America's First Daughter: A Novel(106)
My family had already suffered enough for public ambitions, but because I thought the source of my husband’s recurring illness might be that he’d so long denied himself a political career, I forced myself to say, “I suppose the country needs good Republicans.” Tom was no great revolutionary thinker, like my father, but he was intelligent and honorable. Two things I thought might put him in good standing with the public.
Which shows you just how much I still had to learn about politics.
Tom declared his candidacy. Unfortunately, he did little more than that. Maybe he thought he didn’t need to; he had the Randolph name, after all, and the support of Thomas Jefferson, Virginia’s favorite son. Hadn’t my father just been elected to the vice presidency without campaigning for it?
But when it came to the state legislature, a presence was expected. Candidates were to go to the town square to press flesh and charm country voters over barrels of whiskey. When Tom ought to have been putting on his finery and practicing speeches and witty barbs, he decided upon another course altogether.
“There’s a doctor in Charlottesville who will be administrating smallpox inoculations,” Tom said. “I’m taking the children to have it done.”
It always moved me that he was so intent on the welfare of our children, but smallpox also struck terror in my heart. “But they’re so young.”
“Best to do it while they’re young,” Tom said.
That had been my father’s thinking, too. Unfortunately, a mother’s heart is, of all things in nature, the least subject to reason. The idea of exposing my children to such a disorder made me perfectly miserable. Polly and I and our dearly departed little Lucy had made it through. Sally, too. But sometimes the treatment killed the patient, and knowing that made me clutch my babies tight against my skirts. “It takes some time—we can’t leave them without a nurse to tend them. I’ll have to go with you.”
“I need you here at Varina,” Tom insisted. “Someone’s got to look after the girls.”
His little sisters, he meant, including little Jenny, who was still with us now, as if she’d been our daughter to start with. His father hadn’t left him the estate, but Tom had still taken on the responsibility of the family.
“I can look after everything,” Polly broke in. “I’m eighteen now, Patsy. You can go watch over your children and I’ll play mistress of Varina for a time.”
Tom and I looked at my delicate little sister where she was indolently reclining upon a sofa in nothing but a slip of a gown, with all her chores undone. And the decision was made in one glance. Tom would take the children, and I’d stay behind.
On the appointed day that first week of April, my eyes filled with tears at the thought that when I said good-bye to my little angels, it might be for the last time. I consoled myself with the certain knowledge that Tom would be a tender and attentive nurse; he could be gruff with Jeff, but he was always sweetness itself with Ann. What I didn’t expect was that he would tarry there with the doctor, studying the science of the thing, sitting at the bedside of his children on election day itself.
Tom never showed up in the town square.
Never slapped any backs. Never cracked open a barrel of whiskey. Never gave a speech. Never thanked his supporters—not even the local militiamen who came out to rally in my father’s name. By the time I realized it—when a neighbor came riding up to the house in a cloud of dust to ask if something terrible had befallen my husband—Tom had already lost the election and looked like a sore, brooding loser to boot.
Not knowing what else to do, I hurriedly sat down at the table to scribble a letter to be read out to interested parties, explaining that my husband was tending to sick children.
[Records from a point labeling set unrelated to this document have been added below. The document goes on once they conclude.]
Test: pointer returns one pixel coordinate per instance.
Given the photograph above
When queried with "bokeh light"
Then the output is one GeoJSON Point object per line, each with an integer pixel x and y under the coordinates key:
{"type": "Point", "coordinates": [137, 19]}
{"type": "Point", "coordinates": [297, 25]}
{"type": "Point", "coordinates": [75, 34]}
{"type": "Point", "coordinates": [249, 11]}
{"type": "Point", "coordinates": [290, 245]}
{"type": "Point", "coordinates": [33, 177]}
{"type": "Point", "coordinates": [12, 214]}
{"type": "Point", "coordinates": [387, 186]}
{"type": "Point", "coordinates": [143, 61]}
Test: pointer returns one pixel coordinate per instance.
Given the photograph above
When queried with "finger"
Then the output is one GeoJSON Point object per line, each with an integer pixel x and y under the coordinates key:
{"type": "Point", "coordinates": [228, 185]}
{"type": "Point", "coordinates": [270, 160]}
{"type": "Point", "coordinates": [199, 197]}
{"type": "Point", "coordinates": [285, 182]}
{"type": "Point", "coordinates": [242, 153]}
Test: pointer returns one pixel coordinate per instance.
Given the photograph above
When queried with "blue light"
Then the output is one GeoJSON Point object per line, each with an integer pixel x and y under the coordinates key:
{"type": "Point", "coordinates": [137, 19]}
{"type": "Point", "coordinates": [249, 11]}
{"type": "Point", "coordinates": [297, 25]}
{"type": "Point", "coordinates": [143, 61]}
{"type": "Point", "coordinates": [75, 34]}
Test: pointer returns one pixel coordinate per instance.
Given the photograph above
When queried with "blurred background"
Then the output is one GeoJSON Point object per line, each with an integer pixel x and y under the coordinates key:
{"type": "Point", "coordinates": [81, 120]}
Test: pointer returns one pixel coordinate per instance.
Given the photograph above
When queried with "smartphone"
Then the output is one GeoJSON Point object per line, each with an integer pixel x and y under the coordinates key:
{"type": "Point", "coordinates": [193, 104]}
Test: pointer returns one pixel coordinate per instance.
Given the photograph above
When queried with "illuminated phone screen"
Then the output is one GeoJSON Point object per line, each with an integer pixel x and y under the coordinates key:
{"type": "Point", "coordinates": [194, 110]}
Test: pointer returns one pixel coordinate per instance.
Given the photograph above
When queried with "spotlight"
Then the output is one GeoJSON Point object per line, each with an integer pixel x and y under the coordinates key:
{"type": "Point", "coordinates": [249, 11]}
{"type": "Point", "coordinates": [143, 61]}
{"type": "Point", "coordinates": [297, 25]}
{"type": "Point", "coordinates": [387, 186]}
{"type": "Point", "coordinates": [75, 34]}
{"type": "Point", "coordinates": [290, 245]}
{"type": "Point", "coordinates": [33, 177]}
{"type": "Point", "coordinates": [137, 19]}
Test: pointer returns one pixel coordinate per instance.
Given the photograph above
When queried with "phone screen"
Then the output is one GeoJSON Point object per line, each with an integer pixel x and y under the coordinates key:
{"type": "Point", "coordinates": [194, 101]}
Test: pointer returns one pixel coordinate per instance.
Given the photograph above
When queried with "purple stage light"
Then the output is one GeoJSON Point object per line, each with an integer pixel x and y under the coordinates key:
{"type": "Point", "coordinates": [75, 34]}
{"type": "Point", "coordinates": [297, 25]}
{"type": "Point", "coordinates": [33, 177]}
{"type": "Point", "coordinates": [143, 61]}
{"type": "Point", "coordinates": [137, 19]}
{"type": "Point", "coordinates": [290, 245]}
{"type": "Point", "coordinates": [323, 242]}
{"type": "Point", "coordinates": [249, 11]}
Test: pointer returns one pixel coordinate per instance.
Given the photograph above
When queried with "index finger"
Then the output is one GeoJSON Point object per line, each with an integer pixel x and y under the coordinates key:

But it arrived too late to do any good, and the humiliating rumors spread like wild fire, such that they reached even my father in the capital, who was obliged to apologize on my husband’s behalf.
When I finally heard Tom’s wagon roll up that warm day, I grabbed up my skirts and raced out into the yard to scoop up my children, kissing them all over their faces in relief to see them alive. But Ann pressed shyly against my bodice, whispering, “My papa isn’t well.”
Tom was drunk. It was the middle of the day and he was drunk—so red-faced and staggering I wondered how he’d driven the horses. “Go,” he barked at the children. “Get on in the house.”
When they ran off, my husband put his finger in my face and drew near enough that I could smell whiskey on his breath. “You think you’re so much above me, don’t you, Patsy? All that convent learning . . .” Scarcely knowing what I’d done to anger him, I was struck by his sudden resemblance to his father. And while I stood there in bewilderment, winding my hands in my apron, he shouted, “Don’t you ever apologize for me.”
So he’d seen the letter I’d written to excuse his absence on election day. “I only thought—”
“Who are you to apologize for me? You’re Mrs. Thomas Mann Randolph. That’s who you are. You’re the wife of a man who has been erased by a younger brother, rejected by the voters of Virginia, and can do nothing whatsoever right. You’re that man’s wife and that’s all you are.”
With that he shoved past me, leaving me to stare off in the horizon, where I, too, fancied I could see the shadow of Colonel Randolph. But I decided then and there that old tyrant could only haunt my husband.